Health and science correspondent
Here are two big questions: how fast can Omicron spread? And how sick will it make you?
Understand those and you understand the threat and the challenge posed by Omicron.
Scientists around the world are now making the first stabs at answering those questions and giving us hints of what's in store.
Immunity is critical, Omicron has not rewound the clock to the start of the pandemic, but uncertainty clouds everything and definitive answers could be weeks away.
The answer seems to be fast.
And that applies even in places where there are high levels of immunity, either through vaccination or big waves of Covid in the past.
South Africa had seen the end of its Delta wave and was averaging less than 300 cases a day a month ago. Now it's more than 10,000 with Omicron seemingly the driving force behind their fourth wave.
The UK has seen Omicron spreading too.
Scientists have been able to track their Omicron quarry by the unusual set of footprints it leaves behind in Covid tests. It's known as S-gene dropout and in late-November only 0.1% of test results had this footprint. It's now in excess of 5% which would suggest about 2,500 new cases a day.
This is not an infallible way of measuring the speed of Omicron's spread as imported cases and targeting testing to find the variant distorts the figures.
But it has allowed a rapid estimate to be formed without having to wait for a full genetic analysis of viral samples.
Those early calculations – and there is still uncertainty – suggest cases of Omicron may be doubling roughly every three days in the UK.
That is faster than Delta in the UK and is comparable to the speed of the original virus when we had no immunity back in early 2020.
This could be partly down to a shorter gap between you catching the virus and passing it on to somebody else.
The power of exponential growth – think snowballing credit card debt – is that a small number can rapidly become a big one. About 2,500 daily cases would exceed 100,000 a day by the end of the month, if cases did double every three days.
So if a wave of Omicron could be coming, what does that mean for me?
The worry since scientists first saw the list of mutations on Omicron is it would make vaccines less effective. It just looks so different to the original virus that was used to design the vaccines.
We now have the first data on how our immunity might hold up from experiments using neutralising antibodies. These stick to the surface of the coronavirus to stop it infecting cells.
Studies have suggested a 20 to 40-fold reduction in the ability of these antibodies from double-vaccinated people to take out the virus.
It is too big a leap to say what laboratory studies mean in the real world, but fewer protective antibodies suggests a higher risk of catching Omicron even for those who are vaccinated.
But then came the good news. Experiments by Pfizer-BioNTech have shown a third dose massively boosts levels of neutralising antibodies. Results suggest that three doses fare as well against Omicron as two doses did against the original variant, which was very good.

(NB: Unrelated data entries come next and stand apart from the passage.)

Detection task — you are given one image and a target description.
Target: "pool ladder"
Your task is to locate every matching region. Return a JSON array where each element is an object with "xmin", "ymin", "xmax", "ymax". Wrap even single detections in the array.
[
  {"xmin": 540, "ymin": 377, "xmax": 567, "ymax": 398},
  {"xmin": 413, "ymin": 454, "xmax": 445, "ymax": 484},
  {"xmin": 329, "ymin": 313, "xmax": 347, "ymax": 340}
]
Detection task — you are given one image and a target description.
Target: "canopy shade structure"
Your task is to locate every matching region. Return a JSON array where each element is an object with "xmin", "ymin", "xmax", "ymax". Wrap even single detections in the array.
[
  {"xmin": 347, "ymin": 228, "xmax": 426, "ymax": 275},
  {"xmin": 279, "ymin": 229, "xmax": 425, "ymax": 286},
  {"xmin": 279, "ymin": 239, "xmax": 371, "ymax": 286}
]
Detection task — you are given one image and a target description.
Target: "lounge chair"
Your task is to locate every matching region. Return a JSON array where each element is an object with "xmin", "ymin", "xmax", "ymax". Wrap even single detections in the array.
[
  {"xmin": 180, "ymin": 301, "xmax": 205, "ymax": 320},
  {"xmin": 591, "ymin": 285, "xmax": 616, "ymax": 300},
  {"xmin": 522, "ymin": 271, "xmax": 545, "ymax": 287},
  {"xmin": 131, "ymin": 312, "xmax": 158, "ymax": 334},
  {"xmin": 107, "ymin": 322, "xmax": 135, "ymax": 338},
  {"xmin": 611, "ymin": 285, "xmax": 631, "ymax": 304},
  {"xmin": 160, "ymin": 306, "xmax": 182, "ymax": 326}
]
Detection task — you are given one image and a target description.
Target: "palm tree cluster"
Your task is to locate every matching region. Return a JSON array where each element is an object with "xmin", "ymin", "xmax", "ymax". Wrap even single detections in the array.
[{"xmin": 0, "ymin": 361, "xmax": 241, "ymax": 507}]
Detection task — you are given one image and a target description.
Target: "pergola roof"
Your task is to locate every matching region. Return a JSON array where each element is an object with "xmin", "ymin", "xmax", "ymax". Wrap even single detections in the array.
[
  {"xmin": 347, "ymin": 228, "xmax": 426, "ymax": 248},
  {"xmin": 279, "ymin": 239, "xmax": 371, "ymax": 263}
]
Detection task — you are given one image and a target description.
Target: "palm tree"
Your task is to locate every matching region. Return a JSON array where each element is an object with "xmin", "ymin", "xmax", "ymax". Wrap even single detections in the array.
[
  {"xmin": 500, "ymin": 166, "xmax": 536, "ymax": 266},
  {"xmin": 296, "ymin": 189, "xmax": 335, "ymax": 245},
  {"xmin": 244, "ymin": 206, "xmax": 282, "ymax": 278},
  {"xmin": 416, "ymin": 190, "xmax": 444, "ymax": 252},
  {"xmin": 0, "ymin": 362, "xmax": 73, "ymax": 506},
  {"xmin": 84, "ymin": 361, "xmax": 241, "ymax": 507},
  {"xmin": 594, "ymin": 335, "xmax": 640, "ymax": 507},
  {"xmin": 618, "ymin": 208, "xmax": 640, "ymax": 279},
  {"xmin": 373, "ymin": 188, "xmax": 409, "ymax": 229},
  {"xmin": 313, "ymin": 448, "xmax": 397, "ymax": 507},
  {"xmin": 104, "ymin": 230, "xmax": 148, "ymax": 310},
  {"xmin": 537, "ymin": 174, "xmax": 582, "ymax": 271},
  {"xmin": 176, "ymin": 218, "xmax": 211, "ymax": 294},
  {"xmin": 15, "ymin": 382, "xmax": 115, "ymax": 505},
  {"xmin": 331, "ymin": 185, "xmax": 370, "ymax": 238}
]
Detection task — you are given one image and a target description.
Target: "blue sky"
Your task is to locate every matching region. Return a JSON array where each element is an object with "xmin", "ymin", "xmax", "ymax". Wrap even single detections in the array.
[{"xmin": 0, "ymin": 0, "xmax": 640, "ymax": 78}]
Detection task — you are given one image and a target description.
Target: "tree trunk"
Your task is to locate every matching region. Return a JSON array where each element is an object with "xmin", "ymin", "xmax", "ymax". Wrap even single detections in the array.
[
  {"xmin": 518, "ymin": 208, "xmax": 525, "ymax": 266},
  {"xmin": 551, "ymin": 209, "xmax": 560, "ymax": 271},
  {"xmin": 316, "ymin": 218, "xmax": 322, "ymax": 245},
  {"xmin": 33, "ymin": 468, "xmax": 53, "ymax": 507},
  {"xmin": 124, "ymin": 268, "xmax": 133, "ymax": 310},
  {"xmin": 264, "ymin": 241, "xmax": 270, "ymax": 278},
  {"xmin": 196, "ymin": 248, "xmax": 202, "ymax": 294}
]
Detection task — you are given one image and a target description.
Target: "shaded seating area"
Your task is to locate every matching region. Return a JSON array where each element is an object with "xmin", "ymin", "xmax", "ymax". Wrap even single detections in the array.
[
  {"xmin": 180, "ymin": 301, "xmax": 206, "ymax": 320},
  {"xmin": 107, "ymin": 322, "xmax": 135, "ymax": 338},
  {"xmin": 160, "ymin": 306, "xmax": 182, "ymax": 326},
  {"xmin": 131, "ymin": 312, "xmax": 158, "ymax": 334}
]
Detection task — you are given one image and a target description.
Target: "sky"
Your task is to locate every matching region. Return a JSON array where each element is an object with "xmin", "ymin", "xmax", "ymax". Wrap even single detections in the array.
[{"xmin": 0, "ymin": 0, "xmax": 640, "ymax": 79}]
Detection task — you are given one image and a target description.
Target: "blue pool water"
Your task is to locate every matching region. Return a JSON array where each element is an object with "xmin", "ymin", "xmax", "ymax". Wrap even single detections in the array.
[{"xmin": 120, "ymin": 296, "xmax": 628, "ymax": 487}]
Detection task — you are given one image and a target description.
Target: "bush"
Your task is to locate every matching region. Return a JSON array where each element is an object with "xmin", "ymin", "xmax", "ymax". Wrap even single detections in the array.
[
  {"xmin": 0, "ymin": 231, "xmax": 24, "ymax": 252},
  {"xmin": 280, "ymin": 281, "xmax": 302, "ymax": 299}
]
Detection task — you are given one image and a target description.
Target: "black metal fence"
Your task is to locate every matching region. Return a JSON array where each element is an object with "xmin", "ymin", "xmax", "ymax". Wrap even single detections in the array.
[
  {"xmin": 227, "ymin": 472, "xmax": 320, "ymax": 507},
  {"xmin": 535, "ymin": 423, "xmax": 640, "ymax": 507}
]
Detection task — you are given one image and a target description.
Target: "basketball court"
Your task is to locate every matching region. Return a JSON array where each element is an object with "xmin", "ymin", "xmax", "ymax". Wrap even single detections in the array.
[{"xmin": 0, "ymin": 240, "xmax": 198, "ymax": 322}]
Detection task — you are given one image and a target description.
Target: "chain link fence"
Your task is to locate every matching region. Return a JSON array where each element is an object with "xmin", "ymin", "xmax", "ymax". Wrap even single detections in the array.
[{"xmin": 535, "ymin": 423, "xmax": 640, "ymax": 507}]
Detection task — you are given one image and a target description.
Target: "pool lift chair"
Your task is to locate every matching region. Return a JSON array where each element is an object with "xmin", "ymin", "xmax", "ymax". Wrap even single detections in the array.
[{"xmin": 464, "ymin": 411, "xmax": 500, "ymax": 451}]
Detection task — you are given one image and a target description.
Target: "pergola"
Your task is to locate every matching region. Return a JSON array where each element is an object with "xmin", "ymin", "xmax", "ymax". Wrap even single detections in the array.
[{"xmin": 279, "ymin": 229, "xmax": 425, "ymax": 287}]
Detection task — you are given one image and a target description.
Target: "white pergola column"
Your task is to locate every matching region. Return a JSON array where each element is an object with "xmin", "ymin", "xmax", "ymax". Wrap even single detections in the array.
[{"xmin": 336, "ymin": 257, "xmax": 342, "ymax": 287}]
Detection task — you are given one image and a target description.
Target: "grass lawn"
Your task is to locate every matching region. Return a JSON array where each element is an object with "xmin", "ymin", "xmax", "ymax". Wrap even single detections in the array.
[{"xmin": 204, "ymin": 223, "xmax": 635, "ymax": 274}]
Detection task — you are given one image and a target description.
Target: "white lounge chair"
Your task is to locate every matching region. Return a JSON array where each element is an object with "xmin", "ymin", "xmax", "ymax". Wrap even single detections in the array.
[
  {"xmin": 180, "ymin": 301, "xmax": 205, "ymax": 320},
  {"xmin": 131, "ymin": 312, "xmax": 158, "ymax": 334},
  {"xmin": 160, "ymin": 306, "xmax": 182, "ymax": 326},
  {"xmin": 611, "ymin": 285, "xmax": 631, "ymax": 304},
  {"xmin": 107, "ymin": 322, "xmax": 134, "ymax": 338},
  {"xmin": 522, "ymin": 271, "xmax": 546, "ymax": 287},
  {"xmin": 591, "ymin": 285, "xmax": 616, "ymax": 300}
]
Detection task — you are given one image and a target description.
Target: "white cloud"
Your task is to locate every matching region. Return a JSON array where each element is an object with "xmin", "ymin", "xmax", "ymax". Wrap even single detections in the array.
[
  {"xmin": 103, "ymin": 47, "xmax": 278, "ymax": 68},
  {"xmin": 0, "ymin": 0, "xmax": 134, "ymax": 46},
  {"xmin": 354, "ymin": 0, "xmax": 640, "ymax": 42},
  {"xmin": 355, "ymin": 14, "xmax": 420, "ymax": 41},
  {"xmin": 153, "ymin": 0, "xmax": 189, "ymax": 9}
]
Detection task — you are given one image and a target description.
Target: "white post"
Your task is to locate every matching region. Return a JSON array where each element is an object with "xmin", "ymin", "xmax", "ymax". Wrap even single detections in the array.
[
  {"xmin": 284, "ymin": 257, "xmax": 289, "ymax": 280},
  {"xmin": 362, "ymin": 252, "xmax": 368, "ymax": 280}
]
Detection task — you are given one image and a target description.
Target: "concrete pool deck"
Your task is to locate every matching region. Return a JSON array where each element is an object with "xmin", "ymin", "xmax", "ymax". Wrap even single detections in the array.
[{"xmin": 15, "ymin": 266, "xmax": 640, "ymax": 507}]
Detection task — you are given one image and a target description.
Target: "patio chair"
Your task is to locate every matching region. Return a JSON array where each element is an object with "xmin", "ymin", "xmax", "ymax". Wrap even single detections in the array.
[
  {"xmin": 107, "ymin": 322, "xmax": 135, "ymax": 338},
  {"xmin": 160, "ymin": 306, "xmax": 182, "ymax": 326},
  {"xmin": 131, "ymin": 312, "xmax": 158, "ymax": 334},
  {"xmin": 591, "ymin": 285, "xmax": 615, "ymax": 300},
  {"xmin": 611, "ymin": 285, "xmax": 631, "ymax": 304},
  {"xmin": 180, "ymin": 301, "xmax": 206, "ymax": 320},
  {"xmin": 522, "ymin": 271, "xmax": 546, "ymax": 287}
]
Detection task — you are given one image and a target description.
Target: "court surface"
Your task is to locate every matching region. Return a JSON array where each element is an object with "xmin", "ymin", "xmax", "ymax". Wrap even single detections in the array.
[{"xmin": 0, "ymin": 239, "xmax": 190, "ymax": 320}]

Prof Eleanor Riley, from the University of Edinburgh, described the data as "reassuring" as "this suggests that a booster should provide high levels of protection against infection and severe disease".
We still don't have clear answers about how severe an Omicron infection is and we won't know for sure until people start turning up in hospital.
But even if you have only had two doses of a vaccine, or even a past infection, then your immune system is still likely to be in better shape to fight Covid than at the start of the pandemic.
Neutralising antibodies are only one component of a your hugely complicated immune system.
T-cells are another part of your body's defences and they learn to recognise when cells in your body have been infected with coronavirus and promptly destroy them.
T-cells are much better at dealing with new variants. Early analysis suggests 80% of the parts of the virus that vaccines have trained T-cells to attack are unchanged in Omicron.
There is the potential both for a wave of Omicron and for vaccines to do a good job at preventing most people becoming seriously ill.
The issue even if most of us are completely fine, is that that is not everyone. Some of us are frail, some don't have immune systems that respond well to the vaccine, some can't be vaccinated and some have chosen not to be vaccinated.
We are seeing that now with the Delta variant and the number of people still needing hospital care for Covid.
A sudden sharp wave could lead to all of those people needing treatment around the same time.
"It shunts everything together," said Prof Michael Tildesley, from the University of Warwick.
He added: "So there is the possibility of a big wave similar to what we had in January and at some point that will lead to an increase in hospitalisations."
But he warns there is still huge uncertainty in all the data.
There aren't universally agreed numbers for how fast Omicron spreads, how severe it is or how much it evades vaccines. So you get a radically different view of the coming weeks depending on which numbers get plugged into the mathematical models.
"You can get everything from no wave, to a wave there's no need to worry about, to doomsday; that's the problem there is massive uncertainty," he said.